A Legacy Bigger Than a Product
Today, Ninni Co represents far more than an innovative pacifier.
It represents the power of maternal intuition. The resilience of women willing to hear “no” for years while continuing anyway. The complexity and beauty of sisterhood. The intersection of faith and entrepreneurship. And the belief that meaningful businesses can still be built around integrity, intentionality, and family.
For mothers with ideas quietly sitting in notebooks or hearts, the sisters offer simple but honest advice: it will not be easy.
But it may still be worth pursuing.
“You have to be willing to believe in yourself when no one else does,” Joy says.
That belief carried them through seven uncertain years of rejection, uncertainty, and sacrifice. It carried them through manufacturing hurdles, investor doubts, and the constant balancing act of motherhood and entrepreneurship. And ultimately, it carried them toward creating a company that now supports families around the world.

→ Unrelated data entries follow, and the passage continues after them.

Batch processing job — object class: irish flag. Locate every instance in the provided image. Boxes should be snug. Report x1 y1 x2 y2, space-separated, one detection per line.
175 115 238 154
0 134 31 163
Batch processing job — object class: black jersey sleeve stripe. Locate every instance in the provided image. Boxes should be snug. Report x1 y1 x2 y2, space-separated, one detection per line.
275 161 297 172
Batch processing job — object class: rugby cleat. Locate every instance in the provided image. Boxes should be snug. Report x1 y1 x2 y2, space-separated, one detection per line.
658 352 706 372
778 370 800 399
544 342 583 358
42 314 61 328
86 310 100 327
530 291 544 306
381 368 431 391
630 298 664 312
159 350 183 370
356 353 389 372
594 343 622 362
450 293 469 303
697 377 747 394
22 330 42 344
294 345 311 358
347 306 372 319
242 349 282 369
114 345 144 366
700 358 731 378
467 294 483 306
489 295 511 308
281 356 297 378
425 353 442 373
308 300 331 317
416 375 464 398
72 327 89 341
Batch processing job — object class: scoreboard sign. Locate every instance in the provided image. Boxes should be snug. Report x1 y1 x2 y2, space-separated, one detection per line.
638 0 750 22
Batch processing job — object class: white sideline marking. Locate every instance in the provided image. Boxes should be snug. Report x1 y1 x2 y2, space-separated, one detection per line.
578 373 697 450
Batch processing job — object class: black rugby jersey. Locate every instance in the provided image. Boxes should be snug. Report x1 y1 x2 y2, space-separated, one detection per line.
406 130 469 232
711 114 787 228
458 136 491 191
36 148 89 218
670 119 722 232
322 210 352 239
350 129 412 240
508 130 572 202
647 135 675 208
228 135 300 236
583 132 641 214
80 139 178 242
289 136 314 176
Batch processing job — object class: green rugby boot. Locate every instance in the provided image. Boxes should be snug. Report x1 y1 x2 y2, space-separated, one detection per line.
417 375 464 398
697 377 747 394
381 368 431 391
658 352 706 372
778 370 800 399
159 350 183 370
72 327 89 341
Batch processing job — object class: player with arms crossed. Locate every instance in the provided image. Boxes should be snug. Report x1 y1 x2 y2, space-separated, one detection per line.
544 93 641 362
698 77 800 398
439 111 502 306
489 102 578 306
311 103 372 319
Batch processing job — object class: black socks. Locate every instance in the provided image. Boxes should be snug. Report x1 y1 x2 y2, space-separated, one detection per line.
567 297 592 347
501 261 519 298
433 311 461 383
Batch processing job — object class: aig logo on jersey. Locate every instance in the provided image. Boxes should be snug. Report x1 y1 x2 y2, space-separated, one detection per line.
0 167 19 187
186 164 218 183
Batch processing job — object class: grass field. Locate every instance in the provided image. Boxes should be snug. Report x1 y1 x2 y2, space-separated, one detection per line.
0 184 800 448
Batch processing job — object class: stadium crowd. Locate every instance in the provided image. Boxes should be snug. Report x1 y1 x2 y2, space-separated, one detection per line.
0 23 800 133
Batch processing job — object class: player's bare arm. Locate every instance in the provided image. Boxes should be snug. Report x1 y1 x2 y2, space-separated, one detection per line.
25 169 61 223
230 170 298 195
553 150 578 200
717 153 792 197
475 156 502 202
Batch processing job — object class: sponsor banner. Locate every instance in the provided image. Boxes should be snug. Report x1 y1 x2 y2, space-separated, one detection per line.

Today, Ninni Co stands as a reflection of everything Jane and Joy value most: faith, integrity, resilience, family, and purposeful innovation. Their story is not simply about inventing a pacifier. It is about trusting intuition, honoring motherhood, and refusing to abandon a calling that they believed could genuinely help others.
In a marketplace often driven by speed and profit, the sisters behind Ninni Co chose a different path — one rooted in patience, quality, compassion, and conviction.
And perhaps that is the true legacy they are building: not just a product for babies, but a company that reminds parents they are seen, supported, and understood by women who have walked the same road themselves.